Clue is an American five-part mystery television miniseries based on the Parker Brothers board game of the same name, which aired on The Hub from November 14, 2011, to November 17, 2011. The series features a youthful, ensemble cast working together, uncovering clues to unravel a mystery.

The series was created by Raven Metzner and stars Sterling Beaumon as Seamus, Sarah Desjardins as Whitney, Kendall Amyre Ferguson as Agnes, Ana Golja as Liz, Stephan James as Dmitri, and Zach Mills as Lucas.

==Premise==
The series follows six very different young sleuths nicknamed after the characters from the game of the same American name as they witness a terrible crime and embark on a mysterious adventure they could never have imagined.
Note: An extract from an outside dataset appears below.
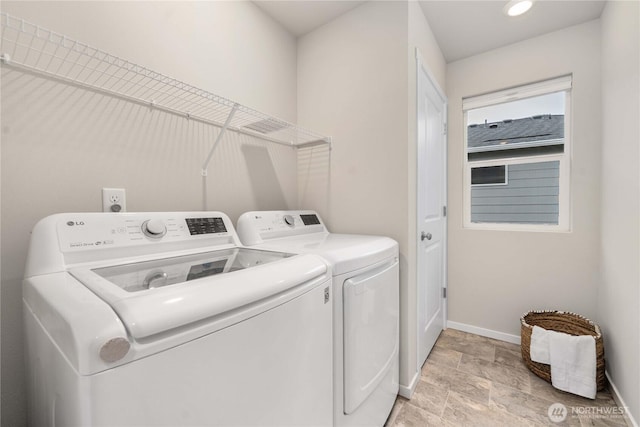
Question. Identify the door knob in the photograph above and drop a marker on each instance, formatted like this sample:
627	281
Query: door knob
424	235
Along the way, they find they have more in common than they thought, as they uncover hidden treasures and decipher cryptic knowledge to reveal a dark and secret society.

==Characters==

L to R: Agnes, Dmitri, Liz, Seamus, Whitney and Lucas

===Main===
The cast bears some similarities to the 2012 spin-off Clue: The Classic Mystery Game, which also features secret societies/houses.
- Seamus (Sterling Beaumon), Rebel without a cause, and attitude to spare. Seamus has been kicked out of three schools, and he definitely doesn't go to Lakeside Prep with the rest of the Clue crew. He's got mad skateboard skills and gets everywhere on his deck, but free time is tight because he works as a busboy at a hotel after school. Rumor has it Seamus runs with the Gr$$n Scene a super cool and exclusive street art crew. The character of Seamus is loosely based on the character of Mr. Green from the original board game. The insignia is a pair of green film reels suggesting this house is focused on the arts.
- Whitney Burrows (Sarah Desjardins), Whitney is working overtime to save the world. Petitions, fundraisers, marches, door-to-door outreach—she does them all. Whitney has never met a good cause she did not want to support, and is currently volunteering for "White Lights for a Better Future." But does all that signature-gathering and clipboard-waving leave time for a personal life? She is in a relationship with Lucas. The character of Whitney is loosely based on the character of Mrs. White from the original board game. The insignia is a white pair of scales suggesting this house concerns itself with justice and equality.
- Agnes Peabody (Kendall Amyre Ferguson), Agnes is all about what's going on where, with whom, and why. She reads all the blogs and magazines, so no news gets by her. (The Eyes of the Peacock is her very own site.) This style-obsessed search engine diva finds major dirt on people when she's barely trying. It's amazing what folks leave lying around on the Internet. But not Agnes: She likes finding news, not making it. According to Dmitri, Agnes posts gossip on a site that uses 'Peacock' in its title. The character of Agnes is loosely based on the character of Mrs. Peacock from the original board game. The insignia is a crossed pair of blue keys, possibly alluding to the saying “communication is key“ which would fit with the peacock pamphlet.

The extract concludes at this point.